For the sake of the crowd, I hope this isn’t a new coronavirus strain I am sweating out on the dance floor. The brass instruments sound like Hannibal’s elephants marching on Rome. I’m in tears, maybe from the allergic reaction to toxic alligator or maybe because the ghost of my father is dancing beside me. What’s especially eerie is my old man and I appear to be the same age. We could be brothers, except he’s a hallucination and I clearly have my mother’s good looks. But man, Old Man Neverman’s fucking digging the vibe and the lead singer is feeding off his energy and is singing directly to him. His zombie eyes are glossed over; his hands want for a cigarette.

Don’t go anywhere man, I got to piss, I say to my dad.

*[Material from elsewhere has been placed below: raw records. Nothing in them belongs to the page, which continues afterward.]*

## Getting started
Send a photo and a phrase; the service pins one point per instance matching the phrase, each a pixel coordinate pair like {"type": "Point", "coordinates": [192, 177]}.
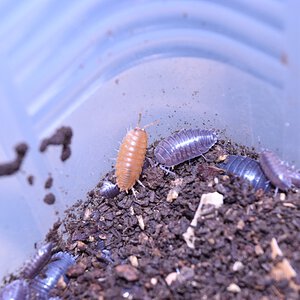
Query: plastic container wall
{"type": "Point", "coordinates": [94, 65]}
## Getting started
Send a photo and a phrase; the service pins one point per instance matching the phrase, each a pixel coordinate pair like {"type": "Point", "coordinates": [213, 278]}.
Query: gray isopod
{"type": "Point", "coordinates": [248, 169]}
{"type": "Point", "coordinates": [109, 189]}
{"type": "Point", "coordinates": [277, 171]}
{"type": "Point", "coordinates": [37, 263]}
{"type": "Point", "coordinates": [184, 145]}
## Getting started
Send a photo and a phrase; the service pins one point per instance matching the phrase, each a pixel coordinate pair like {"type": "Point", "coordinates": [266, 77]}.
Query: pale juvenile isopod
{"type": "Point", "coordinates": [248, 169]}
{"type": "Point", "coordinates": [38, 261]}
{"type": "Point", "coordinates": [281, 175]}
{"type": "Point", "coordinates": [131, 157]}
{"type": "Point", "coordinates": [184, 145]}
{"type": "Point", "coordinates": [108, 189]}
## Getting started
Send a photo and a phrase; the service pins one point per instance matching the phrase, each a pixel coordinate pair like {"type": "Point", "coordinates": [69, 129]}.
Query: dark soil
{"type": "Point", "coordinates": [133, 247]}
{"type": "Point", "coordinates": [63, 137]}
{"type": "Point", "coordinates": [12, 167]}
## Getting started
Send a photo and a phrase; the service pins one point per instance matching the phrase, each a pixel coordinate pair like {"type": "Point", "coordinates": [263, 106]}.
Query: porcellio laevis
{"type": "Point", "coordinates": [184, 145]}
{"type": "Point", "coordinates": [277, 171]}
{"type": "Point", "coordinates": [109, 189]}
{"type": "Point", "coordinates": [58, 266]}
{"type": "Point", "coordinates": [39, 260]}
{"type": "Point", "coordinates": [131, 157]}
{"type": "Point", "coordinates": [246, 168]}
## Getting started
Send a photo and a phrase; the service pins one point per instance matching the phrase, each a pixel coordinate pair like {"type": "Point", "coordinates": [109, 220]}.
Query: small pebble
{"type": "Point", "coordinates": [141, 221]}
{"type": "Point", "coordinates": [76, 270]}
{"type": "Point", "coordinates": [237, 266]}
{"type": "Point", "coordinates": [133, 260]}
{"type": "Point", "coordinates": [258, 250]}
{"type": "Point", "coordinates": [233, 288]}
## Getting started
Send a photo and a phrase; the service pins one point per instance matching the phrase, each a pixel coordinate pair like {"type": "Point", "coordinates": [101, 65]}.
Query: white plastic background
{"type": "Point", "coordinates": [94, 65]}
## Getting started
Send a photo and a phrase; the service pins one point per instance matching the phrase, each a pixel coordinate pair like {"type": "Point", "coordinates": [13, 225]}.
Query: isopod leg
{"type": "Point", "coordinates": [167, 170]}
{"type": "Point", "coordinates": [140, 183]}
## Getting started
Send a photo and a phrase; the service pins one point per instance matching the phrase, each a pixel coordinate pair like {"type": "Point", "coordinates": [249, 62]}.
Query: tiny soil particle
{"type": "Point", "coordinates": [48, 183]}
{"type": "Point", "coordinates": [63, 137]}
{"type": "Point", "coordinates": [30, 179]}
{"type": "Point", "coordinates": [49, 199]}
{"type": "Point", "coordinates": [12, 167]}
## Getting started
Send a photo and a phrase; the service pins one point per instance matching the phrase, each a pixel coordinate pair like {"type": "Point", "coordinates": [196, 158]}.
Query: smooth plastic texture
{"type": "Point", "coordinates": [94, 65]}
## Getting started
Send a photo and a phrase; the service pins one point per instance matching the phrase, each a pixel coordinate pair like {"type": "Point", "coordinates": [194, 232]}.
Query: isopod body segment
{"type": "Point", "coordinates": [246, 168]}
{"type": "Point", "coordinates": [184, 145]}
{"type": "Point", "coordinates": [108, 189]}
{"type": "Point", "coordinates": [131, 157]}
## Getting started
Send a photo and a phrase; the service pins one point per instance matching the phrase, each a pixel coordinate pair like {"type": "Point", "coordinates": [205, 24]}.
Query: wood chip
{"type": "Point", "coordinates": [233, 288]}
{"type": "Point", "coordinates": [283, 270]}
{"type": "Point", "coordinates": [215, 199]}
{"type": "Point", "coordinates": [173, 194]}
{"type": "Point", "coordinates": [275, 249]}
{"type": "Point", "coordinates": [171, 278]}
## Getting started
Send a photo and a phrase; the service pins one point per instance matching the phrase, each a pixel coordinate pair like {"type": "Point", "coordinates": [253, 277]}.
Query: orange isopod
{"type": "Point", "coordinates": [131, 157]}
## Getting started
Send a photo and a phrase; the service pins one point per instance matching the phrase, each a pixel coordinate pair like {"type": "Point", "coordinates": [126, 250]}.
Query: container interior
{"type": "Point", "coordinates": [94, 65]}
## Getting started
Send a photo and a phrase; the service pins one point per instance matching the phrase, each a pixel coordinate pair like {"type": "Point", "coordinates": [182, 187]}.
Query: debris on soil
{"type": "Point", "coordinates": [282, 269]}
{"type": "Point", "coordinates": [127, 272]}
{"type": "Point", "coordinates": [215, 199]}
{"type": "Point", "coordinates": [49, 199]}
{"type": "Point", "coordinates": [48, 182]}
{"type": "Point", "coordinates": [12, 167]}
{"type": "Point", "coordinates": [176, 187]}
{"type": "Point", "coordinates": [63, 137]}
{"type": "Point", "coordinates": [134, 247]}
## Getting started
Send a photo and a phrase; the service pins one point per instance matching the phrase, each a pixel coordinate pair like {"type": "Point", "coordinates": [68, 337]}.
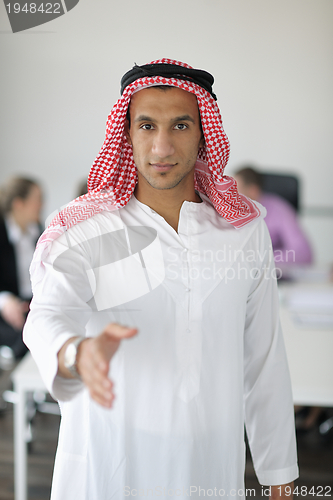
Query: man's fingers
{"type": "Point", "coordinates": [118, 332]}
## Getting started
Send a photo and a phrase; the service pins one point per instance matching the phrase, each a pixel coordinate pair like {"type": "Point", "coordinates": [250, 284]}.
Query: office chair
{"type": "Point", "coordinates": [284, 185]}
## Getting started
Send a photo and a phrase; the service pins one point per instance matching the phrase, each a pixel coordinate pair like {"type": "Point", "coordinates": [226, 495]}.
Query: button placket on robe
{"type": "Point", "coordinates": [189, 335]}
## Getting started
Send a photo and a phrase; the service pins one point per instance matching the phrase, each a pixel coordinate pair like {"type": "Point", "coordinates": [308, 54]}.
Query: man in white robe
{"type": "Point", "coordinates": [171, 310]}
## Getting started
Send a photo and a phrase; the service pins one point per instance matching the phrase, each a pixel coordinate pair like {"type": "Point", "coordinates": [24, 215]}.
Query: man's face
{"type": "Point", "coordinates": [165, 135]}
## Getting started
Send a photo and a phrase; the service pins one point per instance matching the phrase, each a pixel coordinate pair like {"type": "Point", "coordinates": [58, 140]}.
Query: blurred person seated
{"type": "Point", "coordinates": [290, 244]}
{"type": "Point", "coordinates": [20, 203]}
{"type": "Point", "coordinates": [82, 188]}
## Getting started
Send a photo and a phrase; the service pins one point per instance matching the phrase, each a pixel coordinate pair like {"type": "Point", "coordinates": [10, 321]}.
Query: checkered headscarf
{"type": "Point", "coordinates": [113, 175]}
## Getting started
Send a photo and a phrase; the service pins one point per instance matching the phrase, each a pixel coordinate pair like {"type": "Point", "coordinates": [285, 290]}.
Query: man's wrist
{"type": "Point", "coordinates": [70, 356]}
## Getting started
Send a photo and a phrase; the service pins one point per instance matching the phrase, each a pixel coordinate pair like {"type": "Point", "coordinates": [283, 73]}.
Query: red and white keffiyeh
{"type": "Point", "coordinates": [113, 175]}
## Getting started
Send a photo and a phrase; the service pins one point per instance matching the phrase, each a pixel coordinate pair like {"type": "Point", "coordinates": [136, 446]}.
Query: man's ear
{"type": "Point", "coordinates": [202, 141]}
{"type": "Point", "coordinates": [126, 130]}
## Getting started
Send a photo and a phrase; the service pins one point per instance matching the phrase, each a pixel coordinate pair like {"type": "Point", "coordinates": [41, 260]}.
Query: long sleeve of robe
{"type": "Point", "coordinates": [209, 356]}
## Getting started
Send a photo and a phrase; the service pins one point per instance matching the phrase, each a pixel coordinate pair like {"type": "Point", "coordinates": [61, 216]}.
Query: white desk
{"type": "Point", "coordinates": [310, 357]}
{"type": "Point", "coordinates": [26, 378]}
{"type": "Point", "coordinates": [310, 353]}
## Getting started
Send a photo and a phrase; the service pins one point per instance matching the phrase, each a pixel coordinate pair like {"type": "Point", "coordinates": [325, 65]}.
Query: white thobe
{"type": "Point", "coordinates": [208, 357]}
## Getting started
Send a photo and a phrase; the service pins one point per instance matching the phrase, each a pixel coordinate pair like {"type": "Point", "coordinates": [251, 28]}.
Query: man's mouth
{"type": "Point", "coordinates": [162, 167]}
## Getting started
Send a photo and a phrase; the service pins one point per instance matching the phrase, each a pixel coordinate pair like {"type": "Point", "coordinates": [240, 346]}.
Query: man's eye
{"type": "Point", "coordinates": [180, 126]}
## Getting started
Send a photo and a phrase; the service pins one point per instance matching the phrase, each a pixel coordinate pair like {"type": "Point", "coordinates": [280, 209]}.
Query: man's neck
{"type": "Point", "coordinates": [166, 202]}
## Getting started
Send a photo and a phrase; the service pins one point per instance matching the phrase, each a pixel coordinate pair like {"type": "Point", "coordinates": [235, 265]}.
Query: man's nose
{"type": "Point", "coordinates": [163, 146]}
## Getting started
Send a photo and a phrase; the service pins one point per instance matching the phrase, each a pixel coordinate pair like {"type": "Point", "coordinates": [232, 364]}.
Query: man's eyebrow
{"type": "Point", "coordinates": [143, 118]}
{"type": "Point", "coordinates": [183, 118]}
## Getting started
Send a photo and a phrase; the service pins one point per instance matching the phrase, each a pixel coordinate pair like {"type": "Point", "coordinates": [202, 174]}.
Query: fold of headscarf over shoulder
{"type": "Point", "coordinates": [113, 175]}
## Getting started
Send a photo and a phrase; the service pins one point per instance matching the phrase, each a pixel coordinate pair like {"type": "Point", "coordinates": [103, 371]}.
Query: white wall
{"type": "Point", "coordinates": [272, 63]}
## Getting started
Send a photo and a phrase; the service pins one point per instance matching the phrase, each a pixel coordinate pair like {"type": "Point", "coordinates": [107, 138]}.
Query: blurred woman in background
{"type": "Point", "coordinates": [20, 204]}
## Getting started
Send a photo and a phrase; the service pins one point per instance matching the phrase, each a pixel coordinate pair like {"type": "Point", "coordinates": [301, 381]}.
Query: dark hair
{"type": "Point", "coordinates": [161, 87]}
{"type": "Point", "coordinates": [250, 176]}
{"type": "Point", "coordinates": [15, 187]}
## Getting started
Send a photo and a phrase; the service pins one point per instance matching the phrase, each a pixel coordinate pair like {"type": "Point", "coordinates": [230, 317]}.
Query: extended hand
{"type": "Point", "coordinates": [13, 311]}
{"type": "Point", "coordinates": [93, 358]}
{"type": "Point", "coordinates": [283, 492]}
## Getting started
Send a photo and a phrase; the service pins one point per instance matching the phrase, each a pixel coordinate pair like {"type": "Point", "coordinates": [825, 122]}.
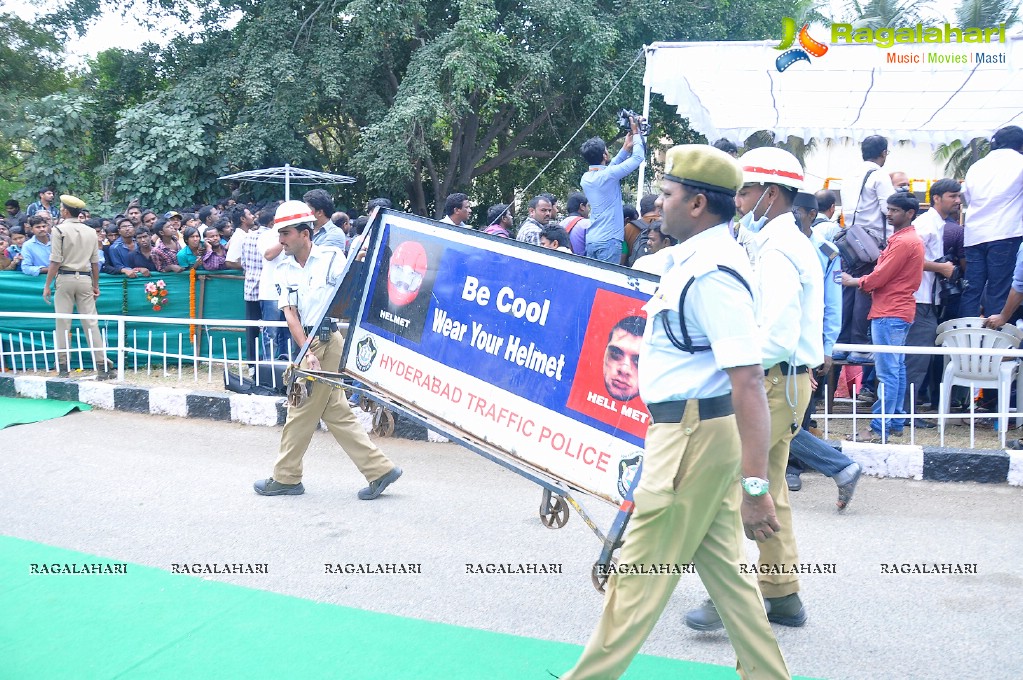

Pissing in the men’s room, my Modelo poised on the toilet tank cover, I think how there’s some old history new to him my father’s ghost would want to know. Perhaps we can discuss over gut-boxes of chicken at Willie’s. You would’ve loved her too, dad. And she would’ve broken your heart. And it would’ve been worth it. Now there’s someone new and I know what you said about reds, but this girl’ll rewrite your book, hombre.

Ain’t nobody… loves me better than you…

I leave the lavatory to find all saints have marched on. Oh sure, the band is playing and the VIP section still has Doc and Budowski tossing back beers, but the ghosts are gone and so too is Kornberg. Last we saw Kornberg, he was chin-on-chest snoring. Now, he is loose on the night, Mister Hyde at play as Jekyll sleeps. There may be another late night rescue mission in my future. 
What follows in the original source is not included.